Quer saber?Ambientalista é o cacete.Quando me chamam de “ambientalista”, geralmente é com alguma condescendência. É como se “ambientalista” fosse o contrário de “desenvolvimentista”: uns se preocupam com a natureza, outros querem dar emprego para o povo. O cacete. Não existe essa divisão.
A psicanalista Maria Rita Kehl, em um artigo recente na sua coluna no jornal O Estado de S.Paulo, deu sua opinião sobre qual é a verdadeira divisão nessa história. “O objeto da disputa é o tempo”, escreveu ela. De um lado, há os que querem “agarrar tudo agora”. Do outro, estão os que “se preocupam com as gerações que vão continuar vivendo no Brasil quando todo o interior do País for igual às regiões mais secas do Nordeste atual – algumas das quais já foram ricas, verdes e férteis, antes de ser desmatadas pela agricultura predatória.”

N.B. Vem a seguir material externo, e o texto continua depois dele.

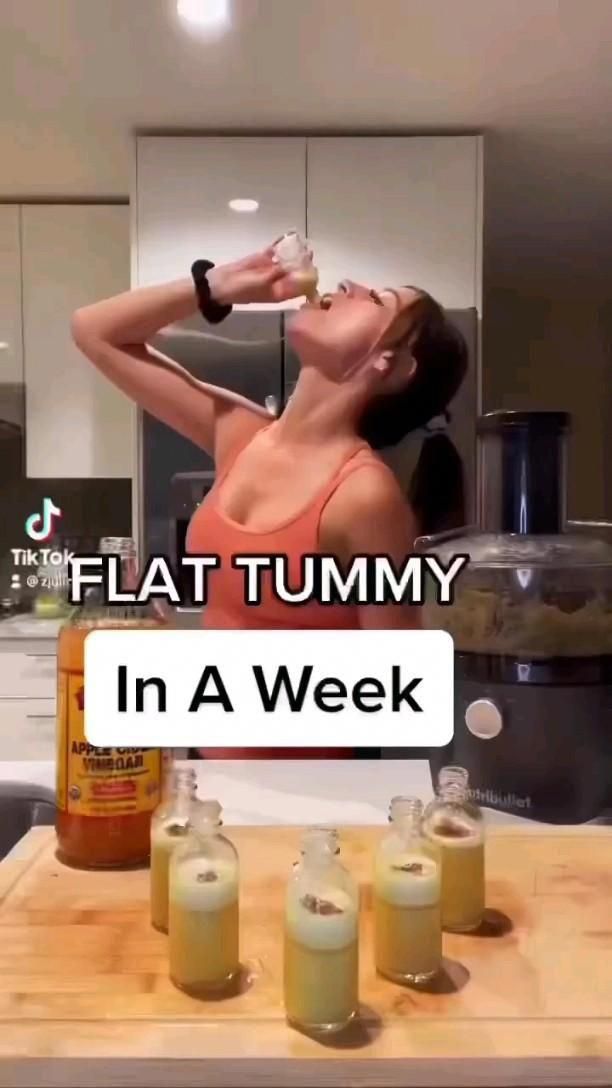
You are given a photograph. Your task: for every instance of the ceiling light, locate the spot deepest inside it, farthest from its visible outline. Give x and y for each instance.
(243, 205)
(205, 15)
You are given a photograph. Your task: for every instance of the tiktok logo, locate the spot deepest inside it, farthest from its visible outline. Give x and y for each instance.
(39, 527)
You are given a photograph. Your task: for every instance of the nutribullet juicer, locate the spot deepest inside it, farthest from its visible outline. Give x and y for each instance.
(531, 623)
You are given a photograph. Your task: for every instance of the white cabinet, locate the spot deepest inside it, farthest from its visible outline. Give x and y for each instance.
(184, 185)
(77, 425)
(388, 211)
(11, 365)
(27, 729)
(27, 676)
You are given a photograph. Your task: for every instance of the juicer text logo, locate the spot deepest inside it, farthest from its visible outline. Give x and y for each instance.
(39, 527)
(264, 688)
(366, 580)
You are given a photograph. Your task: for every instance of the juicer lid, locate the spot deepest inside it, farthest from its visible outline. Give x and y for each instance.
(585, 544)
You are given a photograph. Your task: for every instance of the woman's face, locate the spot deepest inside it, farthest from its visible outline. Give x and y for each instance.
(350, 330)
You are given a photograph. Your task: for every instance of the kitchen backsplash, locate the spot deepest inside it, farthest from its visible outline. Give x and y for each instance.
(89, 509)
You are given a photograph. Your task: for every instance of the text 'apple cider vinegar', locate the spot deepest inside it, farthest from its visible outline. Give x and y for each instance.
(105, 796)
(406, 900)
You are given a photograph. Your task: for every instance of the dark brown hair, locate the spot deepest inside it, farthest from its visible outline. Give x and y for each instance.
(437, 491)
(440, 353)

Semana passada, no sertão nordestino, um pesquisador da Embrapa, que além de tudo faz uma geleia de umbu incrível, me levou para conhecer uma propriedade rural onde ele construiu uma cisterna para captar a água da chuva. Coisa de pouco mais que R$ 1.000. A água captada pela chuva é conduzida por canos com gotejadores – tudo baratíssimo. Na outra ponta dos gotejos, àrvores frutíferas. Um pomar lindo, lindo, lindo. Conversamos com o proprietário, um homem orgulhoso, de peito estufado, que comandava uma família de oito. Estava de visita seu filho, um menino esperto que estuda enfermagem em Petrolina. O pomar, construído sob orientação do pesquisador, começou faz só dois anos, mas a família já não dá conta de comer toda a comida que ele produz. Mamão, acerola, coco, coentro, gergelim, graviola, caju, maxixe, batata-doce, mandioca, tangerina, limão, tomate. Tudo só com água da chuva. Estou falando do sertão do Nordeste.

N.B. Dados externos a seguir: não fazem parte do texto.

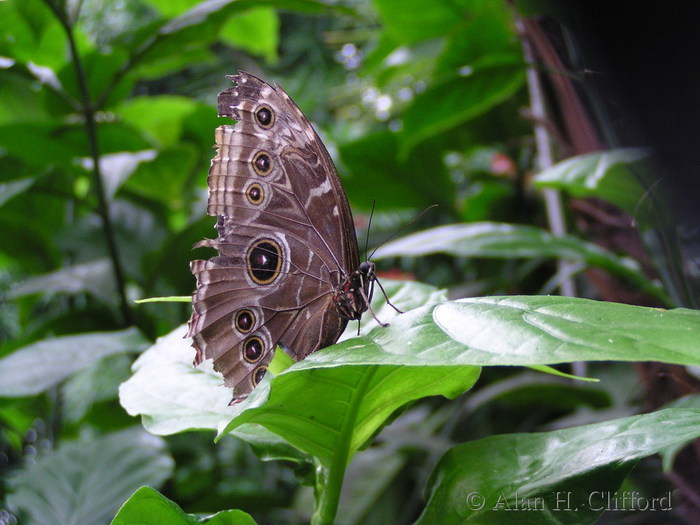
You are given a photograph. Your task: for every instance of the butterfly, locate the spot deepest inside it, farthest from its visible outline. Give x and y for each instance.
(288, 270)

Esta foto na verdade foi tirada no pomar-laboratório da Embrapa. (O pomar do agricultor, com todo respeito à Embrapa, é muito mais bonito.) Foto: Cia de Foto ©. Perguntei a ele se ele vendia a produção. Nada. Ganharia muito pouco dinheiro concorrendo com grandes corporações cujas duas únicas preocupações são custo e receita. O que a família dele não consegue comer ele dá para algum vizinho. Não vi ninguém magrela na região.

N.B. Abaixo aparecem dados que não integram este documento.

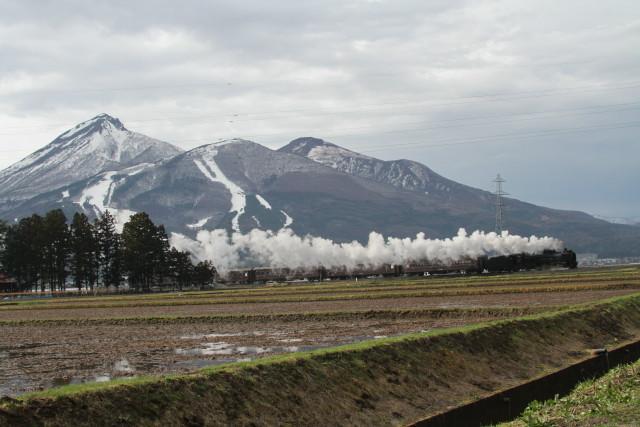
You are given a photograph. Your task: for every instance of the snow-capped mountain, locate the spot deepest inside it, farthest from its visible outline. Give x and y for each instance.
(404, 174)
(236, 184)
(96, 145)
(310, 186)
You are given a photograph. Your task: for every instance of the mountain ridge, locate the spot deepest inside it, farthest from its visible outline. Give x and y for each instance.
(93, 146)
(310, 186)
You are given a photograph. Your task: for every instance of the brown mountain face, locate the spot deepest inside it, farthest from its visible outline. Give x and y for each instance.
(312, 187)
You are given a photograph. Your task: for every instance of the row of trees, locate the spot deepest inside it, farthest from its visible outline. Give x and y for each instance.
(45, 252)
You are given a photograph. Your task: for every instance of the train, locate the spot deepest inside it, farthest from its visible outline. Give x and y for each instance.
(484, 264)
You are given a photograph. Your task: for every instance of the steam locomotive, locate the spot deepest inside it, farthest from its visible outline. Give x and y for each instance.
(484, 264)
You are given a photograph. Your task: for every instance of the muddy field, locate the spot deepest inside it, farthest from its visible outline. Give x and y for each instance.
(36, 355)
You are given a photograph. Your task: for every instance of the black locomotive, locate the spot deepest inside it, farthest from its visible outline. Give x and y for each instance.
(496, 264)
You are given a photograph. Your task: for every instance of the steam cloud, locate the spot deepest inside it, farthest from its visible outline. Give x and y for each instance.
(285, 249)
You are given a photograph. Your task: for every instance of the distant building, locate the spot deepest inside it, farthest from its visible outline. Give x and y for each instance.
(7, 283)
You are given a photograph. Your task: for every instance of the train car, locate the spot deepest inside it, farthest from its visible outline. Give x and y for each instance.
(467, 265)
(496, 264)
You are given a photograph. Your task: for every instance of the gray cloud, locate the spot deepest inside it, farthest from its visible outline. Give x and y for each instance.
(544, 92)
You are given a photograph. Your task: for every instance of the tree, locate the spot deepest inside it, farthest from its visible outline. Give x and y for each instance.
(24, 248)
(144, 251)
(204, 273)
(83, 247)
(180, 268)
(56, 249)
(109, 250)
(4, 228)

Esse pomar lindo não contribui em um centavo furado para o PIB brasileiro. Mas, se você me dissesse que isso não é desenvolvimento, eu responderia “você está completamente louco e deveria procurar um especialista”.
Por outro lado, em 1991, quando o navio petroleiro Exxon Valdez derramou 100 milhões de litros de petróleo na costa do Alasca, o PIB da região aumentou. É que o trabalho de limpar a desgraça movimentou a economia. O efeito colateral foi que, oito anos depois, 21 das 23 espécies animais não tinham se recuperado. Centenas de pessoas que viviam da pesca perderam seus empregos. E é de se esperar que muitos deles tenham feito o que quem perde o emprego é tentado a fazer: beber demais, tornar-se violento, triste, amargo. Segundo o livro “Cradle to Cradle”, outros sinais de “prosperidade” com efeito positivo no PIB são “acidentes de carro, internações hospitalares, doença (como o câncer) e vazamentos tóxicos”.
Não estou insinuando que todo PIB seja ruim ou que tudo que é bom não dá PIB. Apenas que o pensamento dominante, de enxergar o PIB como onisciente, onipotente e onipresente, acima de tudo e de todos, é uma idiotice.
Lógico que tem muita gente interessada em defender que o futuro tenha mais vazamentos de óleo e menos agricultores auto-suficientes. Muitas empresas vivem de gente dependente. Para muitos políticos, então, é uma maravilha. Gente que tem pomar e cisterna não aceita vender voto em troca de uma visita de um caminhão-pipa. Portanto, ambientalista é o cacete. Só quero que essa galera tire a mão da herança dos meus hipotéticos filhos, a Terra.